Diese Einschätzung greift allerdings etwas zu kurz: Die Vielzahl der Avatar-Formen, die in SL möglich sind, macht eine klare Unterscheidung in erwachsene oder minderjährige Figuren so gut wie unmöglich. Eine ganze Gruppe von SL-Nutzern hüllt sich in der virtuellen Welt beispielsweise in zwergenhaft kleine Spielfiguren - die sogenannten "Tinies" sind aber nicht Kindern nachempfunden, sondern entsprechen eher winzigen Fabelwesen. Andererseits gibt es Erwachsene, die sich in durchaus kommerzieller Absicht Kinder-Avatare zulegen: Wer bereit ist, sich mit Pädophilen auf entsprechende Rollenspiele einzulassen, kann sich dafür in SL in der Spielwährung Lindendollar entlohnen lassen - und die sind frei konvertierbar in echte US-Dollars.

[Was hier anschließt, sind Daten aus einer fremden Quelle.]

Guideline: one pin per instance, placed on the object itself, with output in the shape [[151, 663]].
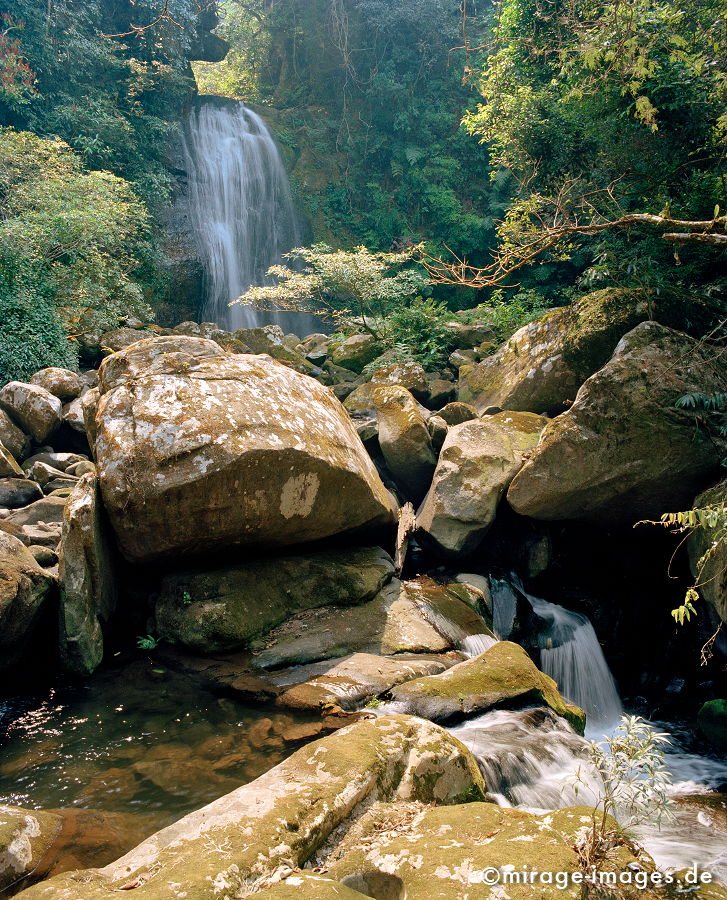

Virtuelle Haut ohne Geschlechtsteile
Das Problem der Kinder-Avatare dürfte für Linden Lab also nicht leicht aus der Welt zu schaffen sein. Zudem gibt auch Spieler, die ganz legitim und ohne sexuelle Hintergedanken Kinderfiguren darstellen. Sogar Adoptionsagenturen gibt es, die einsamen Menschen ein virtuelles Familienleben ermöglichen sollen - ganz im Sinne der "Alles ist möglich"-Philosophie der Betreiber. Eine ganze Reihe von virtuellen Ladengeschäften verkauft "Skins", also virtuelle Haut, die Avatare realistischer aussehen lassen sollen. Auch Skins, die wie Minderjährige aussehen, sind vielerorts im Angebot - oft aber mit dem Vermerk, dass die virtuelle Haut ohne Geschlechtsteile geliefert wird.
Auch Kinderkleidung, Spielplätze und virtuelle Kindergärten gibt es in der virtuellen Welt - obwohl offiziell nur Volljährige einen Zugang zu SL haben dürfen. Für Minderjährige gibt es ein eigenes "Teen Grid", eine jugendfreie Version von SL, in der es auch keine Möglichkeit zum virtuellen Sex gibt. Wo in der Erwachsenen-Version die Grenze zwischen harmlosem Unsinn und echter Perversion verläuft, ist oft sehr schwer auszumachen.